With less than eight months until the next election season begins, minority voters and civil rights groups have asked a federal court to prohibit Texas from using congressional districts that were found to have been drawn in violation of the U.S. Voting Rights Act.
The motion, filed Thursday night with a three-judge panel in U.S. District Court in San Antonio, followed a March 10 ruling by the same panel that invalidated three districts, including one in Travis County.
That 2-1 ruling said the districts were drawn by Republicans to intentionally discriminate against Latino and black voters — but it didn’t mandate any remedies or discuss how to correct the problems.
Texas Attorney General Ken Paxton will oppose the motion, which also asked the judges to ensure that a new, legal map was in place by July 1.
“We will be filing a response detailing why the relief requested is improper at this stage of the litigation,” said Marc Rylander, a spokesman for Paxton.
Paxton has argued that there is no need to redraw the congressional map because the court invalidated districts that the Legislature approved in 2011, while Texans have been electing members of Congress according to a map that was adopted in 2013.
But, according to the motion filed Thursday, the three districts that were invalidated in the 2011 map were little changed in the 2013 version.
To let those districts remain in force for the upcoming election would put millions of Texans at risk of electing members of Congress “under a legally invalid plan,” the motion said.
“It can hardly be disputed that the public has an interest in having congressional representatives elected in accordance with the Constitution,” the motion said.

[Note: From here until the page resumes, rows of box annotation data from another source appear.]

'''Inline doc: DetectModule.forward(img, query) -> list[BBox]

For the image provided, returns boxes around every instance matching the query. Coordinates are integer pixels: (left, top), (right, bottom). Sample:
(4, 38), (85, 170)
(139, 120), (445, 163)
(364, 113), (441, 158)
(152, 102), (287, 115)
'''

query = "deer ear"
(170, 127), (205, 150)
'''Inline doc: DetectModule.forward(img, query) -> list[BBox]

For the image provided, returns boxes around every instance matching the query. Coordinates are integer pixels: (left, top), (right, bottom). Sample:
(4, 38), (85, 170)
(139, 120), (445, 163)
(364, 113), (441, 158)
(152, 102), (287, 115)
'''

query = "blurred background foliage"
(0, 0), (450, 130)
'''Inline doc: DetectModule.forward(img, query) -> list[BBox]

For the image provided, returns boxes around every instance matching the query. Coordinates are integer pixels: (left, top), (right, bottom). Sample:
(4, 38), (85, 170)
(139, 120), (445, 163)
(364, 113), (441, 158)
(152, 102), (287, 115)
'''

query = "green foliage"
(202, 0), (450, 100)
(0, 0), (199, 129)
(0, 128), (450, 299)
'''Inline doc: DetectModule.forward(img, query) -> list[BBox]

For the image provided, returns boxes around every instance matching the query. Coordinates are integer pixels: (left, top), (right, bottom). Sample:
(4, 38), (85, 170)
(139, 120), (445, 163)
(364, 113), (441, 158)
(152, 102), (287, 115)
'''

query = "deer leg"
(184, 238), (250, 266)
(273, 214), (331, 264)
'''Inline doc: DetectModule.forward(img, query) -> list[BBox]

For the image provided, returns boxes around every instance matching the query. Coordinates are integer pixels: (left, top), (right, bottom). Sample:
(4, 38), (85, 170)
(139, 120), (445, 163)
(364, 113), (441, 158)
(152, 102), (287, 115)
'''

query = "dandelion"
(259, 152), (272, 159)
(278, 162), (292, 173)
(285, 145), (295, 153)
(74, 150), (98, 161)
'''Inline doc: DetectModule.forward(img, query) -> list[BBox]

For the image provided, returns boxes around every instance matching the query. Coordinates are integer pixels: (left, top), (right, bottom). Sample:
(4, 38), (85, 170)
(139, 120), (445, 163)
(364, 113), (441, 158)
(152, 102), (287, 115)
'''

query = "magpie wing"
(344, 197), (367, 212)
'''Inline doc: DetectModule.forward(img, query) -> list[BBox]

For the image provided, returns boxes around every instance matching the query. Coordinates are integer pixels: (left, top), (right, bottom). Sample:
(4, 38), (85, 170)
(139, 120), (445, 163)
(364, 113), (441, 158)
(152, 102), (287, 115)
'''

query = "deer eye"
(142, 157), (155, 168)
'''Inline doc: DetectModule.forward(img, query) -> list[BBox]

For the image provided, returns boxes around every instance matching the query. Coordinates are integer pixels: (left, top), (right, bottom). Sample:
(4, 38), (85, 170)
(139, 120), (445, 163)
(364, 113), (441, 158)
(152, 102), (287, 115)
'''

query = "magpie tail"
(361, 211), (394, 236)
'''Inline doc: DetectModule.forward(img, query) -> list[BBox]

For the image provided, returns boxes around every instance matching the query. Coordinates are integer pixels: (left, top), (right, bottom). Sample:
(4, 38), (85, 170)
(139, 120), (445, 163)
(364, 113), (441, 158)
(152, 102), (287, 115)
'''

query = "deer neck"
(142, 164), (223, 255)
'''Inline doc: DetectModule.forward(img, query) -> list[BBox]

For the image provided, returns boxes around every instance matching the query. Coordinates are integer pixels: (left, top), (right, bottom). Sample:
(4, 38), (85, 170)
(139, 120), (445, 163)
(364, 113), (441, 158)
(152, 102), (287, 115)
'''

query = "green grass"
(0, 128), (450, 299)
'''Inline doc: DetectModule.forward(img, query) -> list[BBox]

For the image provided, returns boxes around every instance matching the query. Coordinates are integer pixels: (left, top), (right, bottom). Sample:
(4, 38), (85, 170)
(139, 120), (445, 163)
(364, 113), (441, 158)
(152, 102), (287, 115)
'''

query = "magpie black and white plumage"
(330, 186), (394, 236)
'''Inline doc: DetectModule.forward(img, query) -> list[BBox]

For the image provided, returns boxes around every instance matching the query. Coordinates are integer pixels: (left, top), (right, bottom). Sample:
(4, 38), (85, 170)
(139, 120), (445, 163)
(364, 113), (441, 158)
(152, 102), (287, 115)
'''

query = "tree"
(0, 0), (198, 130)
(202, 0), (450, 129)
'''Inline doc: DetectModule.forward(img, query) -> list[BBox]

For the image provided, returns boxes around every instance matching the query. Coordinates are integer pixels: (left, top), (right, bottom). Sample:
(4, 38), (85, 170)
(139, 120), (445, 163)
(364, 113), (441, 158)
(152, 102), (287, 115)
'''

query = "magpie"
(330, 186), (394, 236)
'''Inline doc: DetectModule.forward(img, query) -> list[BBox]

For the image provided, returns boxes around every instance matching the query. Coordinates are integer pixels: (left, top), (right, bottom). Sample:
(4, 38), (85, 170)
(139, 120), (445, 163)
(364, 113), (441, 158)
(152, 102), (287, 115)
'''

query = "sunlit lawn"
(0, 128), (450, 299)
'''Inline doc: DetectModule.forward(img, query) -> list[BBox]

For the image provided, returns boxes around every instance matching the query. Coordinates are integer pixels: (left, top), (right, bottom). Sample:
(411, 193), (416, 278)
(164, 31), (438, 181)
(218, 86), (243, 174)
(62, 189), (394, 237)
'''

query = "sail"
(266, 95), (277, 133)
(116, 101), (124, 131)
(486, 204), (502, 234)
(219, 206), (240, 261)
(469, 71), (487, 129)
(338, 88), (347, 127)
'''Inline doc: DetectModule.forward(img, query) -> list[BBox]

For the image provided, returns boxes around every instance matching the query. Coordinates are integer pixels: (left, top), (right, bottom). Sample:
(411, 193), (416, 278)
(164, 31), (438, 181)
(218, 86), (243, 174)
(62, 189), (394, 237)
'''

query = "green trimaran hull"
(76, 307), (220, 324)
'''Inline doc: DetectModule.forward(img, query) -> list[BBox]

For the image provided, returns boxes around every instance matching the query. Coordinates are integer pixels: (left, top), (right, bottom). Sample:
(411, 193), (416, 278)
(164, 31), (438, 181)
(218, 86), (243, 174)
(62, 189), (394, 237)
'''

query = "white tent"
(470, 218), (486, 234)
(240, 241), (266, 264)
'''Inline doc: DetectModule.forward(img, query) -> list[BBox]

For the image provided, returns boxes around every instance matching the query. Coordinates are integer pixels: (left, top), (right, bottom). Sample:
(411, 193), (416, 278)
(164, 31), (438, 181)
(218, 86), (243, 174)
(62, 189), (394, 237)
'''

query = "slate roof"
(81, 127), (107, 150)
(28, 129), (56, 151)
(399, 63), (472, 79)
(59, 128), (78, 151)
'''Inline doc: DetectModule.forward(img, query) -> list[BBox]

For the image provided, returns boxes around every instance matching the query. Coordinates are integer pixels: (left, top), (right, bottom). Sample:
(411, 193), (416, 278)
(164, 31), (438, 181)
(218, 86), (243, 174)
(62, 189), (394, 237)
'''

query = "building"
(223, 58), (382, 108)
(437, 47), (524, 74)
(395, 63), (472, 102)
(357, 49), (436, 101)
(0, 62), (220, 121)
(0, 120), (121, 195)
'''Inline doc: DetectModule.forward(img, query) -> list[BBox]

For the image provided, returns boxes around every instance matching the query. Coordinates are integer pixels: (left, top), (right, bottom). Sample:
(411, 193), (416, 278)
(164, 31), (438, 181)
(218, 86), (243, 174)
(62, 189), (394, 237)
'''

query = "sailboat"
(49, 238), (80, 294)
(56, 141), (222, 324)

The filing also urged the three-judge panel to act quickly, noting that candidate filing for the 2018 election begins in November, and Texas counties would need time to realign voting precincts to match newly drawn boundaries.
The motion asked the court to order Texas officials to submit a new congressional redistricting plan by May 5, with a map due from the plaintiffs one week later.
The goal is final, court-approved districts by July 1, and the proposed schedule provides “ample time” for the Legislature, which is in session until May 29, to draft a new map, the motion said.
State Rep. Eric Johnson, D-Dallas, is vice chairman of the House Redistricting Committee and has called for hearings on the court ruling.
“The court’s concerns regarding the constitutional rights of minority voters in the state of Texas should be taken seriously and addressed with urgency,” Johnson said Wednesday in a letter, his second such request to the committee’s chairwoman, Rep. Cindy Burkett, R-Sunnyvale.
No committee action is scheduled, John McCord, Burkett’s chief of staff, said Friday.
“Chairwoman Burkett is continuing to monitor the developments in the lawsuit, but no hearings are scheduled at this time,” he said.
The fight over districts began in 2011, when the members of the Legislature began drawing a map to accommodate four new congressional seats awarded to fast-growing Texas.
The resulting map was challenged by minority voters, civil rights groups and several minority members of Congress, leading to the longawaited ruling two weeks ago. (The court hasn’t yet ruled on a similar challenge to the redrawn districts for the Texas House.)
The ruling determined that District 35 — held by U.S. Rep. Lloyd Doggett, D-Austin — was improperly drawn with race as the predominant factor to minimize the number of Democratic seats. By drawing Doggett’s district with a majority Hispanic population extending into San Antonio, the Republican-controlled Legislature was able to “create the facade of complying” with the Voting Rights Act while eliminating an existing Democratic district, the panel ruled.
As a result, the Democratic stronghold of Travis County was broken into five congressional districts, four of them represented by Republicans.
The panel also invalidated two Republican-held districts that judges said were drawn to dilute the strength of Latino voters:
District 27 — held by U.S. Rep. Blake Farenthold, R-Corpus Christi — which includes the Coastal Bend along the Gulf of Mexico and stretches north to include southern Bastrop County.
District 23 — held by U.S. Rep. Will Hurd, R-Helotes — a sprawling section along the Mexican border that extends from near El Paso to the San Antonio area.
District 35 — held by U.S. Rep. Lloyd Doggett, D-Austin — was improperly drawn with race as the predominant factor, a court ruled.